Understanding the mechanisms that control the response of plants to extreme environmental conditions is essential to developing biotechnological strategies to address food security in the context of climate change. One of the objectives of the Plant Molecular Biology group is to study the process of acclimatization to low temperatures, an adaptive response by which plants increase their tolerance to frost. The acclimation process involves a series of physiological changes finely regulated at the level of gene expression. In Arabidopsis (Arabidopsis thaliana) the CBF family of transcription factors (CBF1-3) plays a prominent role in this regulation. Transcription of CBFs is activated rapidly and transiently during the acclimation process, and any alteration of this expression pattern prevents the correct development of the process.
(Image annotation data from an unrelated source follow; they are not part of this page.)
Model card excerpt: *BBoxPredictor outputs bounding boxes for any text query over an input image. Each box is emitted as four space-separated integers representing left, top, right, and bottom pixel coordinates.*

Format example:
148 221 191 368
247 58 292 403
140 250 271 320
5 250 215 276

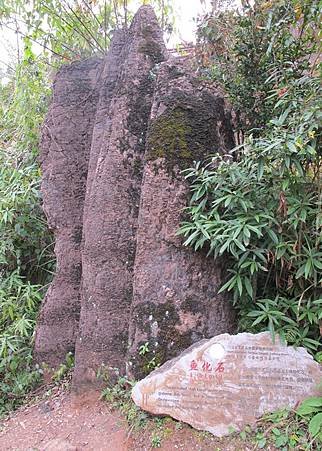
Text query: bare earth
0 387 252 451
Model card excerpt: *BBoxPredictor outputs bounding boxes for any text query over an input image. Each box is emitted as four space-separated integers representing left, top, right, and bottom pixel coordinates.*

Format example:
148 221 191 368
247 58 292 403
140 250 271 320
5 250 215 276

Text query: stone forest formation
35 6 235 388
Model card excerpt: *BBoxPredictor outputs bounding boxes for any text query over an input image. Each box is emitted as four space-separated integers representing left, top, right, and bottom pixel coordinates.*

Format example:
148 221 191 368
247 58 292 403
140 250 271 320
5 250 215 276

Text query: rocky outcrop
129 58 233 377
35 58 102 365
75 4 166 385
35 6 234 388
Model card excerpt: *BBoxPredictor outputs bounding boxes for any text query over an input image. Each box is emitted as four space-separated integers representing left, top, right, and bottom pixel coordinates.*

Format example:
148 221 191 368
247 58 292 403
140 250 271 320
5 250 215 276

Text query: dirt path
0 387 251 451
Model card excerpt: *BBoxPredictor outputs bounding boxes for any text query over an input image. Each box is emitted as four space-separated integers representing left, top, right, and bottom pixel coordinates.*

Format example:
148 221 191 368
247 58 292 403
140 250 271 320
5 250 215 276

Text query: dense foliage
180 0 322 353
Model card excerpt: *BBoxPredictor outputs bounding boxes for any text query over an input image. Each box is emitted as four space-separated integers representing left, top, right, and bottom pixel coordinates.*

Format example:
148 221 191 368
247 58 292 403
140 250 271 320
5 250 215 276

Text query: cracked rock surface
35 6 234 388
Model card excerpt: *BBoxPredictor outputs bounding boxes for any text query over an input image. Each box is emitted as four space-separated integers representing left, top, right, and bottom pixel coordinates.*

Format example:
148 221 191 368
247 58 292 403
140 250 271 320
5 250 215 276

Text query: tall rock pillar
128 59 234 378
34 58 101 366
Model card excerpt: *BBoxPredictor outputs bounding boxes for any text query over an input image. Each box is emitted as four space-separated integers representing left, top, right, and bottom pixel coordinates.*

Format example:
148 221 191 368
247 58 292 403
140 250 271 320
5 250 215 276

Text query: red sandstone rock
129 59 234 378
74 7 166 386
132 332 322 437
35 58 101 366
35 6 234 388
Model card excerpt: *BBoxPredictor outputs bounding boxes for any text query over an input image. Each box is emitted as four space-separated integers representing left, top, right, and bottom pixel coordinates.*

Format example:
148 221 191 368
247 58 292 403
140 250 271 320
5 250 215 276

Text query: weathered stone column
74 6 166 388
35 58 101 366
128 59 234 378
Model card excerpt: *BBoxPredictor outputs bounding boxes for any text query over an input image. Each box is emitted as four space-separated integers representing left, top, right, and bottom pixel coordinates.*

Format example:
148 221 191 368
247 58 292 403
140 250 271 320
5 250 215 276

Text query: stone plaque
132 332 322 437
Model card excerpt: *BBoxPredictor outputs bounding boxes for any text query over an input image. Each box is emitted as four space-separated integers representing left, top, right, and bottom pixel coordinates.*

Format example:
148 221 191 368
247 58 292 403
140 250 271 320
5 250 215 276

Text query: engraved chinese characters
132 332 322 436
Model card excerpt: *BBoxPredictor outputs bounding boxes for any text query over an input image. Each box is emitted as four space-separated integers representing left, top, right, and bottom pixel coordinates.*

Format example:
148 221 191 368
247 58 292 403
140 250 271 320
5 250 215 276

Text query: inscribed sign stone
132 332 322 437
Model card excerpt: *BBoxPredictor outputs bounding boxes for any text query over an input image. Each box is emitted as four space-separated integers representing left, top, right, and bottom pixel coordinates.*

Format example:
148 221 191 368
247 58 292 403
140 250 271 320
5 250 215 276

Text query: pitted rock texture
35 58 102 365
35 6 234 387
132 332 322 437
129 59 234 377
74 4 166 384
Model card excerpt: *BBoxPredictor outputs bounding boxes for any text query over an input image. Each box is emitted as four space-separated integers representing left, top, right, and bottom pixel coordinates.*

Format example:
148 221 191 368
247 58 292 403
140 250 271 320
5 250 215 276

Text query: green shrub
179 1 322 352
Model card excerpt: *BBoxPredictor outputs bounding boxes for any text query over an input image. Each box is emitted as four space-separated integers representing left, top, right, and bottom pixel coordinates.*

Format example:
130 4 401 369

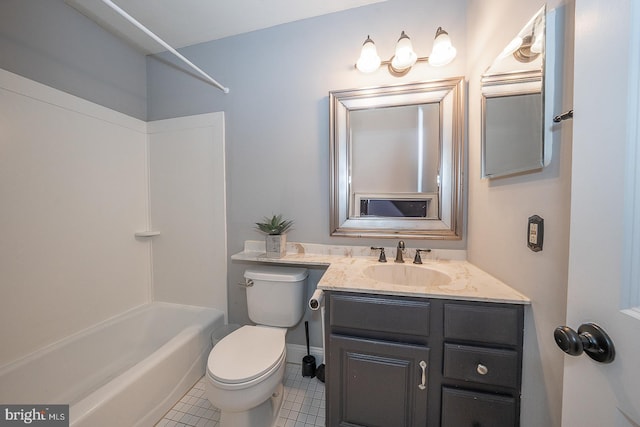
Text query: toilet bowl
205 268 307 427
205 326 287 427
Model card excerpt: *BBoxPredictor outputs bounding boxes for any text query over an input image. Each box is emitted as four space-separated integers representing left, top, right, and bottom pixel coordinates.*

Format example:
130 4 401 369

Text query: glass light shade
356 36 381 73
391 31 418 70
429 27 458 67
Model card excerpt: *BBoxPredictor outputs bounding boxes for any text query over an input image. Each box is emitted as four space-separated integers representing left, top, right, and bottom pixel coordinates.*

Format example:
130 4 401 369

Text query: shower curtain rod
102 0 229 93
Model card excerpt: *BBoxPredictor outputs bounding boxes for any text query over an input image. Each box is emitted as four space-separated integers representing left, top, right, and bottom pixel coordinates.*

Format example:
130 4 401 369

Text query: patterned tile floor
156 363 325 427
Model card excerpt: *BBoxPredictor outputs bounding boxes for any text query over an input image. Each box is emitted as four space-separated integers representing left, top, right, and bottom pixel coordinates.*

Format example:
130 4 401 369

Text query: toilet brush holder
302 322 316 378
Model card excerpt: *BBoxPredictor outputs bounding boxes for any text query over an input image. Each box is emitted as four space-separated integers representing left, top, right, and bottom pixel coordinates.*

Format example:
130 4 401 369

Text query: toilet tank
244 267 308 328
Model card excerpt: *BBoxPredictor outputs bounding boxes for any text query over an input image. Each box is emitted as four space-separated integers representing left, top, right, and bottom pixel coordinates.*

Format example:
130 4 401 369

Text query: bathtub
0 302 224 427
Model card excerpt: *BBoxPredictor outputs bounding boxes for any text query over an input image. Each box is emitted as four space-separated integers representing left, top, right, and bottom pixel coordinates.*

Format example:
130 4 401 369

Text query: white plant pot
266 234 287 258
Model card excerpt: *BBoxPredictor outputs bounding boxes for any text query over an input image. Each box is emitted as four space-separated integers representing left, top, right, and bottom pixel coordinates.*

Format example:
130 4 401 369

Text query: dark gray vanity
325 291 524 427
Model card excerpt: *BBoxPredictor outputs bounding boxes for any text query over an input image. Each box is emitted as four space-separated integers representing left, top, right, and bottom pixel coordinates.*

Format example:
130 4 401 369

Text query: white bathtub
0 303 224 427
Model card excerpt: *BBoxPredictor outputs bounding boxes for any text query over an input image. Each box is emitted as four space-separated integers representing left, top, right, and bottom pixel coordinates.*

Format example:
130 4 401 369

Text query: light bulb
356 36 381 73
391 31 418 71
429 27 458 67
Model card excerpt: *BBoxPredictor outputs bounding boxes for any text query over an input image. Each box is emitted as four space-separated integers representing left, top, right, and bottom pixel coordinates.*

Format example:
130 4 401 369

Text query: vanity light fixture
356 27 457 77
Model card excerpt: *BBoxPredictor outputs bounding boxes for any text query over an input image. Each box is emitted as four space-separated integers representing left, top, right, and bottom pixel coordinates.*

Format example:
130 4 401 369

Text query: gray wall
148 0 467 345
0 0 147 120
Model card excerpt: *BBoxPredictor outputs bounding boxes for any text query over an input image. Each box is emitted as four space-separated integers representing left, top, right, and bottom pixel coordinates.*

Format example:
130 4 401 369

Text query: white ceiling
65 0 386 53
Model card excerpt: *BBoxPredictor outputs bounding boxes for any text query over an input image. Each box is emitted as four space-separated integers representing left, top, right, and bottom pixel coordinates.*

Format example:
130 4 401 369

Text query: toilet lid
207 326 286 384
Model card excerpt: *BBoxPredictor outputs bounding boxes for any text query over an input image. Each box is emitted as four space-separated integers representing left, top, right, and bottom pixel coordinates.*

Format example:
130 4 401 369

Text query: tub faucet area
395 240 404 263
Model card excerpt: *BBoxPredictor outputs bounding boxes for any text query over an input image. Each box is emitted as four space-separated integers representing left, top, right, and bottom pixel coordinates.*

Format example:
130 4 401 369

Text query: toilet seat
207 326 287 388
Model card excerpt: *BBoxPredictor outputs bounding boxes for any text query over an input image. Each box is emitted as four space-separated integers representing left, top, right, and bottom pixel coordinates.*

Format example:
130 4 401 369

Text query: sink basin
364 264 451 287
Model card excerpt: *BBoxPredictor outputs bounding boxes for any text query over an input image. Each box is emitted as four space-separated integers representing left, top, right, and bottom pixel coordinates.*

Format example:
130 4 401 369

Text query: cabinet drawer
443 344 520 388
441 387 518 427
329 294 430 336
444 304 523 346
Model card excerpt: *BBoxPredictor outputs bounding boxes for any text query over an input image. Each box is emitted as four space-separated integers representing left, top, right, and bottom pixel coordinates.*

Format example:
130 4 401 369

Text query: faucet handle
413 249 431 264
371 246 387 262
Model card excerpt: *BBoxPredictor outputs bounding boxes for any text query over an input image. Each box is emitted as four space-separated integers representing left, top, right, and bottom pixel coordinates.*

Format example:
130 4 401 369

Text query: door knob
553 323 616 363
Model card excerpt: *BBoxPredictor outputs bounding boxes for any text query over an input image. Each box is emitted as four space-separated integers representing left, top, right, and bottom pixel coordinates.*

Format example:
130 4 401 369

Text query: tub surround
231 241 530 304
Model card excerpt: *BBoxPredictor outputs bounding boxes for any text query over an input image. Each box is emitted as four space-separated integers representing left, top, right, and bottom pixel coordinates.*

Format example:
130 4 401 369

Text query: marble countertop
231 241 530 304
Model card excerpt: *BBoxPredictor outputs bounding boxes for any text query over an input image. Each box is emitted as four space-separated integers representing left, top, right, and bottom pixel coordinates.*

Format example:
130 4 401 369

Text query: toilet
205 267 308 427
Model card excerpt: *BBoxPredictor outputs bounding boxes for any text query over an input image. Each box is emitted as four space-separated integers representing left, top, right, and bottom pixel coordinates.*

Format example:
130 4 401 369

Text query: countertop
231 241 530 304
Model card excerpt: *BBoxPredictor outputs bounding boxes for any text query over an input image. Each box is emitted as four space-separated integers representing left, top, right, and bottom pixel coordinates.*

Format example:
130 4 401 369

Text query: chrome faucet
396 240 404 262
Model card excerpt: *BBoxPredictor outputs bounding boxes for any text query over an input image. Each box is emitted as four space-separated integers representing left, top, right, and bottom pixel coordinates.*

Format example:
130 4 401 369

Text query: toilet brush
302 322 316 378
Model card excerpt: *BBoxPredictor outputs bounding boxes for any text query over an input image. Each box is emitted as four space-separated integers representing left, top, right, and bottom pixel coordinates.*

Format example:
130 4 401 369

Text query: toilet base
220 383 284 427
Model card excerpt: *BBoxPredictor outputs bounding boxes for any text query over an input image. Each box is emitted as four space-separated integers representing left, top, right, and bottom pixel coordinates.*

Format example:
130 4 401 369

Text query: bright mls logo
0 405 69 427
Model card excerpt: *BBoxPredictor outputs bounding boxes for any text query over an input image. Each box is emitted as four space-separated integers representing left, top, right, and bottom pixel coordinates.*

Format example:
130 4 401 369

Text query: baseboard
287 344 324 365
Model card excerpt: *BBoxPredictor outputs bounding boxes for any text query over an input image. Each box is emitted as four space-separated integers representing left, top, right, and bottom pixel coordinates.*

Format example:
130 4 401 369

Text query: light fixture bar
355 27 457 77
101 0 229 93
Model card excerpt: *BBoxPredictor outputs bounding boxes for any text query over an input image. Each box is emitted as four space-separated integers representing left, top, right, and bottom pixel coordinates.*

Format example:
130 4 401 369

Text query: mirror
329 77 464 239
482 7 546 178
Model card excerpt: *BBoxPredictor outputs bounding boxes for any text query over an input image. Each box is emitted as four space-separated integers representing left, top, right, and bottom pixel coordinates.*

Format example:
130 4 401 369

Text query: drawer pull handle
476 363 489 375
418 360 427 390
Gómez-Martínez et al. unveil a new mechanism for the regulation of CBF expression during the acclimation process. After the peak of CBF3 expression, the Polycomb Repressor Complex 2 (PRC2) deposits the repressor epigenetic mark H3K27m3 in its coding region attenuating its expression and placing it at the appropriate levels for the correct development of the adaptive response. This mechanism is mediated by the cold-inducible long non-coding RNA (lncRNA) SVALKA that physically interacts with PRC2 and transports it to the chromatin of CBF3.
These results have revealed the existence of an SVALKA-PRC2 epigenetic regulation module that ensures the correct induction profile of CBF3 during the acclimation process and, therefore, its correct development.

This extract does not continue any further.